Just to make sure everyone understands: We follow the official WCA rules for all events. The only exception for this is the experimental scrambling method for MegaMinx. For relay you have 15 seconds of inspection in total, you can use any order to solve the cubes and the rest of the relay-rules should be obvious.

I will try to get 1 weeks results posted every night.

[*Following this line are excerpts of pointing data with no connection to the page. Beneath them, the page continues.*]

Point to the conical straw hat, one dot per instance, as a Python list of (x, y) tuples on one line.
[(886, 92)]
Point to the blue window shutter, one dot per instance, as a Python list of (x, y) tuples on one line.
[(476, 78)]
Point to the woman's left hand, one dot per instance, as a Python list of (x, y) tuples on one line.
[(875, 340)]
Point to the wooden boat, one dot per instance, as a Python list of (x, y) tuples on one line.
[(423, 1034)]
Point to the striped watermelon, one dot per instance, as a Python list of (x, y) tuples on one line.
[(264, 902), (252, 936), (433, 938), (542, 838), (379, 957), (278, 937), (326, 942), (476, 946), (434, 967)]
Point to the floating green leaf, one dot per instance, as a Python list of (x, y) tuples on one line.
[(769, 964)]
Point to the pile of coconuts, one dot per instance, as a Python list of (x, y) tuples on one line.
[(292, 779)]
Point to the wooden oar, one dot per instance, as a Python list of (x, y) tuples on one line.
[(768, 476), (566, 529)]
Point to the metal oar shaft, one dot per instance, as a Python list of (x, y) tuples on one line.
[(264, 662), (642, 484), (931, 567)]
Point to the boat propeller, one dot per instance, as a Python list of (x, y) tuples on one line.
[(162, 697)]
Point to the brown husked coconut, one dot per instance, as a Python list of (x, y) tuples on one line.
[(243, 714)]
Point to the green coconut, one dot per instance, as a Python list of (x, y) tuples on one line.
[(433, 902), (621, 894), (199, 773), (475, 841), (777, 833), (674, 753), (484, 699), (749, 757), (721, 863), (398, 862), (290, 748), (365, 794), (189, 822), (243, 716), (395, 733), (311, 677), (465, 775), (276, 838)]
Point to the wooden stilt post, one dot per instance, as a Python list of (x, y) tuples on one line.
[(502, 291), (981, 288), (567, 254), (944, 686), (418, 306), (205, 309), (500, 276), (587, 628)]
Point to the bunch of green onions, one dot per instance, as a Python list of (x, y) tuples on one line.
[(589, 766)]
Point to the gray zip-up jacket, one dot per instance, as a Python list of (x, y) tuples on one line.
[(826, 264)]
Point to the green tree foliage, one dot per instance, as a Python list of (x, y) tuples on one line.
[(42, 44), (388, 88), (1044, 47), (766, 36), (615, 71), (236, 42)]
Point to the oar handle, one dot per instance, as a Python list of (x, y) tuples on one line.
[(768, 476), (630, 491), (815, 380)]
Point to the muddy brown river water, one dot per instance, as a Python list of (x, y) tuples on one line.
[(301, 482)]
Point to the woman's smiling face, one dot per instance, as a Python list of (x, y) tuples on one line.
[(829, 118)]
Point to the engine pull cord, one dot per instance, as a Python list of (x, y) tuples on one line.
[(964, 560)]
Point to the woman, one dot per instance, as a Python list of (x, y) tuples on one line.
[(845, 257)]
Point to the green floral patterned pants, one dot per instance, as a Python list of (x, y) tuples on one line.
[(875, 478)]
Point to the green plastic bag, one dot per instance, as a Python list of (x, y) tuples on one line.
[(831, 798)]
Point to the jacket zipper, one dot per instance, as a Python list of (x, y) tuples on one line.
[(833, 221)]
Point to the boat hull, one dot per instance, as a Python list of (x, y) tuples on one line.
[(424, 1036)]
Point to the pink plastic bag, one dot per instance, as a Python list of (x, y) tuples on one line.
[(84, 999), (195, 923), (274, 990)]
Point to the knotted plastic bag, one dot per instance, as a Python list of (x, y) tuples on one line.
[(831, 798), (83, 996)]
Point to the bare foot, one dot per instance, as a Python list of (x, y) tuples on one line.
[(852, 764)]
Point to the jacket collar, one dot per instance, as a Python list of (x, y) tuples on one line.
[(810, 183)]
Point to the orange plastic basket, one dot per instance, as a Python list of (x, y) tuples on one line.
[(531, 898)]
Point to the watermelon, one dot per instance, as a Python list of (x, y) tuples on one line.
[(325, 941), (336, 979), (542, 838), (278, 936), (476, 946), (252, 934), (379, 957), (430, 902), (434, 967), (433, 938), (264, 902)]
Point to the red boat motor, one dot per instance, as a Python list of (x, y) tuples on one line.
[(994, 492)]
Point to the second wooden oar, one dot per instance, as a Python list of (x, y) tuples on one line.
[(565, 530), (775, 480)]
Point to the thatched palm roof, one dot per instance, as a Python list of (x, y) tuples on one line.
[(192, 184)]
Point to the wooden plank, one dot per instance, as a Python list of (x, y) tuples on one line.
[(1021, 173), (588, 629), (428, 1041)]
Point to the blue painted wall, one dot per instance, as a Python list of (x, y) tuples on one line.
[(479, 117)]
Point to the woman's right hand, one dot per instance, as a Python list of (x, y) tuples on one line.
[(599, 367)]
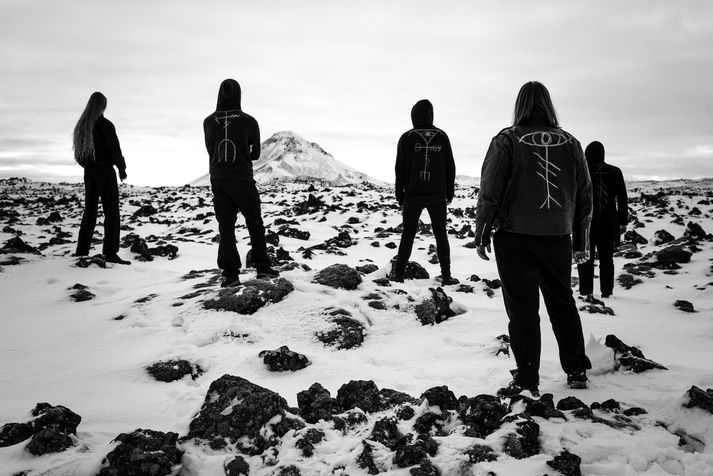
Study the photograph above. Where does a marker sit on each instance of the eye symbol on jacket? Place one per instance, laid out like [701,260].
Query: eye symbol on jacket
[226,148]
[546,170]
[427,137]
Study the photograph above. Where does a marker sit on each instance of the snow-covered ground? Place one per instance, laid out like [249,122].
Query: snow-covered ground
[78,354]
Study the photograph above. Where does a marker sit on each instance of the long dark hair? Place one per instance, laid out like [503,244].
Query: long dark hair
[83,139]
[534,100]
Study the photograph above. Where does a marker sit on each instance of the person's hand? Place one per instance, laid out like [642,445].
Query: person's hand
[481,250]
[580,257]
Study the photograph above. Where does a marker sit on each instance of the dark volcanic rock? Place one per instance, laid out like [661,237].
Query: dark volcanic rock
[685,306]
[435,309]
[237,467]
[251,296]
[283,359]
[524,442]
[700,399]
[482,415]
[14,433]
[346,333]
[56,416]
[315,403]
[235,408]
[630,357]
[17,245]
[441,397]
[567,464]
[414,270]
[339,276]
[662,237]
[143,453]
[49,440]
[362,394]
[81,293]
[171,370]
[387,433]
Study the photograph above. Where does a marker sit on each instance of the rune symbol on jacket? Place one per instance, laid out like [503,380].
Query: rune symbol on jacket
[427,136]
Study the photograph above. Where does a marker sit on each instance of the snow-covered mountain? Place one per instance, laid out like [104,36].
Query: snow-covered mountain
[288,157]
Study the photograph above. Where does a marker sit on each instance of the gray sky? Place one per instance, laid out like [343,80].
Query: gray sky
[636,75]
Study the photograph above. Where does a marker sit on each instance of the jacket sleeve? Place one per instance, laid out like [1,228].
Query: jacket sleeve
[113,142]
[450,169]
[583,204]
[622,205]
[401,170]
[494,178]
[254,141]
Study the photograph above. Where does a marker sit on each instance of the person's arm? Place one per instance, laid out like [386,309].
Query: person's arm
[622,199]
[401,170]
[254,142]
[583,204]
[450,170]
[493,183]
[115,149]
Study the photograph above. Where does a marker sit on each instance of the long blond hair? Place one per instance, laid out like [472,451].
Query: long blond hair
[83,138]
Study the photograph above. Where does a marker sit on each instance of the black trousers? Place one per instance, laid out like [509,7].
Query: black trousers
[528,264]
[100,183]
[602,240]
[229,198]
[438,211]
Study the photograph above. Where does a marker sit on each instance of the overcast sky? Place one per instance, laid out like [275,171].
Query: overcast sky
[636,75]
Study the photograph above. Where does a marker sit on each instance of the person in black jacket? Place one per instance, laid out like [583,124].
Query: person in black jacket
[97,150]
[536,192]
[608,221]
[425,178]
[232,139]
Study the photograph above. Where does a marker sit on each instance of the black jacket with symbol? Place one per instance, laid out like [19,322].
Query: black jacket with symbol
[232,137]
[424,159]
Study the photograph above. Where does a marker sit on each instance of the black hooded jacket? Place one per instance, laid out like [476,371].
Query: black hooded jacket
[611,209]
[107,151]
[232,137]
[424,160]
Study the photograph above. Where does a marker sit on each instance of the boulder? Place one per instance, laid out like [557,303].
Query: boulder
[143,453]
[346,332]
[567,464]
[482,415]
[283,359]
[339,276]
[630,357]
[248,298]
[171,370]
[235,408]
[315,403]
[363,394]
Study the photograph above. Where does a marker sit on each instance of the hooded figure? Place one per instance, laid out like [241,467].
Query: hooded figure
[609,217]
[232,136]
[232,139]
[425,178]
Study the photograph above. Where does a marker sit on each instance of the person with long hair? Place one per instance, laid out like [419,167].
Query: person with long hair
[232,139]
[97,150]
[536,194]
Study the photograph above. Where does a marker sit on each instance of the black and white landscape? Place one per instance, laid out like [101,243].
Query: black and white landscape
[332,369]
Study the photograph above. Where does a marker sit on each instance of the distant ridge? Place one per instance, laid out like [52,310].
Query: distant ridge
[287,157]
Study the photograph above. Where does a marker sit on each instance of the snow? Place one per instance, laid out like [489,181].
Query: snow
[76,354]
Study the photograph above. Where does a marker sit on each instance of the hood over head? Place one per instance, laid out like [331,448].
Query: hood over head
[594,153]
[229,95]
[422,113]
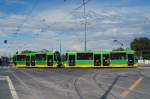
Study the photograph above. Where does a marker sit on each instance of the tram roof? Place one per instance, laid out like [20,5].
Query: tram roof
[103,51]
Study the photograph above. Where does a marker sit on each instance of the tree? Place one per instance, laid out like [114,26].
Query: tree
[142,47]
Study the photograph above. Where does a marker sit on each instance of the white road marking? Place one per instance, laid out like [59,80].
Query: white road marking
[12,88]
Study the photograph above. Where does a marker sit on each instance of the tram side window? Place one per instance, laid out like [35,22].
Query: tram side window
[118,56]
[57,56]
[21,57]
[84,56]
[41,57]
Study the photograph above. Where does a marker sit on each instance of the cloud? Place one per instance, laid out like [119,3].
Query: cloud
[44,29]
[14,1]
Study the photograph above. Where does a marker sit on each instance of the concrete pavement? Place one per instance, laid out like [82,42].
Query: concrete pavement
[117,83]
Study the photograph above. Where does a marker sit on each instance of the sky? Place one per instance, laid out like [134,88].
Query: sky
[43,24]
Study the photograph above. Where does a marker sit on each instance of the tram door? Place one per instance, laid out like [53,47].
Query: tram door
[50,60]
[130,59]
[71,60]
[27,60]
[106,60]
[97,60]
[32,60]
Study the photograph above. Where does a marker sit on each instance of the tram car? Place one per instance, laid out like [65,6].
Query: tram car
[38,59]
[81,59]
[97,59]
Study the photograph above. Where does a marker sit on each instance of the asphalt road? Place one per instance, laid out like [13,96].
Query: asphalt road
[117,83]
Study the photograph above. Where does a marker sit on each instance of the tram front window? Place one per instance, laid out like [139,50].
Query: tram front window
[41,57]
[118,56]
[84,56]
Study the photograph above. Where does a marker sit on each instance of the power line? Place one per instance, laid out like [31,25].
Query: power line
[85,20]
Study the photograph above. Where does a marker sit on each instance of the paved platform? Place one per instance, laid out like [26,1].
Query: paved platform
[117,83]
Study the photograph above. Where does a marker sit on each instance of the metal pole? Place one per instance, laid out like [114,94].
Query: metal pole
[60,46]
[85,48]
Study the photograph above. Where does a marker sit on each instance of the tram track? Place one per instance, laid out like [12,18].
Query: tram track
[103,88]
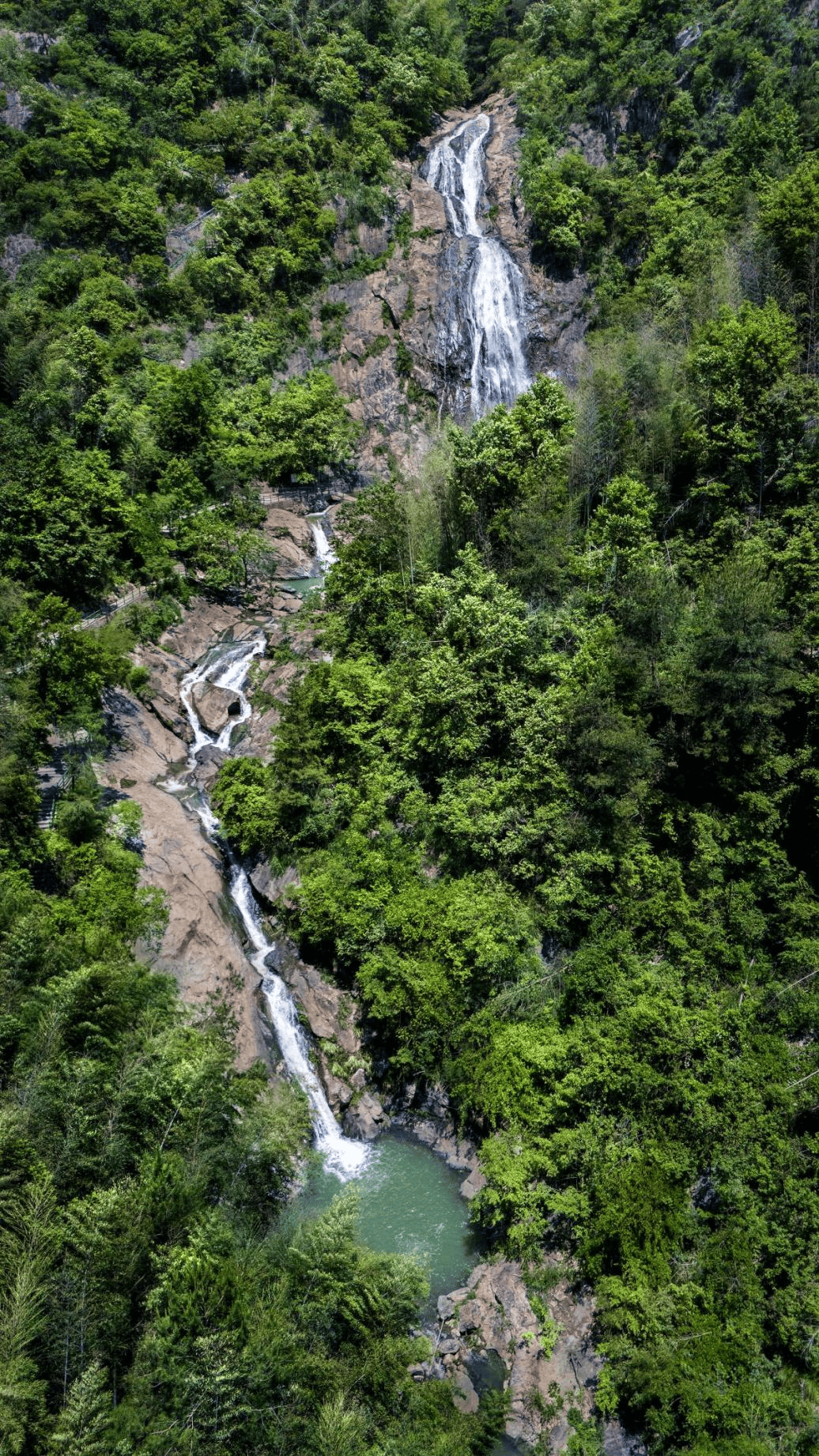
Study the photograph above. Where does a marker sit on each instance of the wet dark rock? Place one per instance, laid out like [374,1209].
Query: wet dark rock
[209,764]
[366,1120]
[270,887]
[216,705]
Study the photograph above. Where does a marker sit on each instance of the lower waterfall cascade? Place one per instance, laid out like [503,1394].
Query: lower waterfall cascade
[492,297]
[228,667]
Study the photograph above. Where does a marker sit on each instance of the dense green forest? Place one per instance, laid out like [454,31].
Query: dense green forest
[553,797]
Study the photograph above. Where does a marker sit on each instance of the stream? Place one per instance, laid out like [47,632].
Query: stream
[490,296]
[409,1198]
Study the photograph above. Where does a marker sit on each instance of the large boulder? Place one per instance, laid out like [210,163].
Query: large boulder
[216,705]
[368,1118]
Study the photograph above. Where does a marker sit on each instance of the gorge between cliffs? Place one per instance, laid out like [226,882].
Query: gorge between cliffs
[222,941]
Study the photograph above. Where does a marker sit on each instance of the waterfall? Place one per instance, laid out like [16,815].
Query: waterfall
[228,667]
[326,553]
[492,296]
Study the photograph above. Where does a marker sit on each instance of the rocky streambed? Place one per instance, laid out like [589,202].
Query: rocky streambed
[484,1333]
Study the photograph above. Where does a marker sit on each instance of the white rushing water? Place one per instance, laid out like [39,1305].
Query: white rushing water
[228,667]
[492,300]
[326,553]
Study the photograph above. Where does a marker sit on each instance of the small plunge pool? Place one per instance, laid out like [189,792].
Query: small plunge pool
[409,1203]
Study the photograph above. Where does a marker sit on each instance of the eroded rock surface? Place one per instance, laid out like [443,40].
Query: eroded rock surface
[198,945]
[400,315]
[428,1117]
[216,705]
[549,1372]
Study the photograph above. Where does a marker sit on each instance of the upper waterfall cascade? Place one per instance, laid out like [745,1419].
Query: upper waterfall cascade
[492,299]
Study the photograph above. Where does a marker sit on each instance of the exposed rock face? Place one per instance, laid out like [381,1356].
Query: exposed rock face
[198,947]
[165,672]
[333,1020]
[428,1118]
[271,887]
[216,705]
[406,304]
[289,534]
[492,1317]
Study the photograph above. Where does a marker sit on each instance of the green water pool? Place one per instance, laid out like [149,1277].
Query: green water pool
[409,1203]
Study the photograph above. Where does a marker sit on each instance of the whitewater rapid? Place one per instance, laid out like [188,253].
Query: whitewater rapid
[490,300]
[228,666]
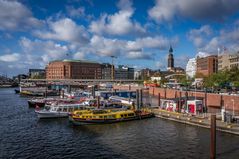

They will become available at http://www.speedsolving.com/showthread.php?t=607

As always: Competition starts now and ends sunday/monday nightchange (officialy), but I will only close a competition after the new one is on-line. Because this competition started a bit later, I will accept results for this competition untill tuesday. That means that next monday and tuesday you will be able to post results for this weeks competition as well as next weeks competition

This weeks competition still doesn't include some Other events for competition yet because they haven't gotten 10 or more votes yet. If you want more events, please vote in that topic! Some puzzles ALMOST have the 10 votes, so you can make the difference!


----------



## AvGalen (Dec 4, 2007)

*Fewest Moves Analysis*

Reserved for Fewest Moves Analysis


----------



## tim (Dec 4, 2007)

*3x3x3*
Average: 26.52
26.03 (24.25) (30.03) 28.39 25.13
wtf?

*3x3x3 BLD*
Best: 1:49.34
1.) 1:49.34
2.) 2:10.49
disappointing...


----------



## hdskull (Dec 4, 2007)

*2x2x2*: (9.58), 9.36, 9.20, 9.02, (7.02) => 9.19
Bad.
*3x3x3*: 16.73, 18.17, 17.84, (16.72), (18.19) => 17.58
Good.
*3x3x3 OH*: 32.93, 31.58, (28.64), 31.28, (44.80) => 31.93
When I resticker my old cube, I need to time myself I think I got way faster.
*2x2x2 BLD*: 37.88, 54.91 => 37.88
First solve was only 1 cycle. Easy solves.
*3x3x3 BLD*: 2:14.78, 2:26.12 => 2:14.78
I forced myself to memorize faster and it produced good results.


----------



## ExoCorsair (Dec 4, 2007)

2x2x2: 8.17 
8.39 7.88 (10.02) (7.07) 8.26

3x3x3: 20.44
(21.28) 20.43 20.43 20.48 (18.93)

Low standard deviation, anyone? 

4x4x4: 1:30.86
1:32.85 (1:53.99) 1:29.50 (1:29.21) 1:30.23

5x5x5: 2:07.21
2:01.15 (2:15.10) (1:57.95) 2:09.00 2:11.50

I really have to stop solving at night.


----------



## cmhardw (Dec 4, 2007)

Chris Hardwick
--------------
FMC

33 HTM
B F D2 B' U' R U2 R L' U2 L U' F L' U' R U L U' R' U' F U2 L' U L2 F U F' U' L' U' F

And yes I found this within 1 hour, I ran Netcube in the background to make sure. Do premove F to see what I am doing.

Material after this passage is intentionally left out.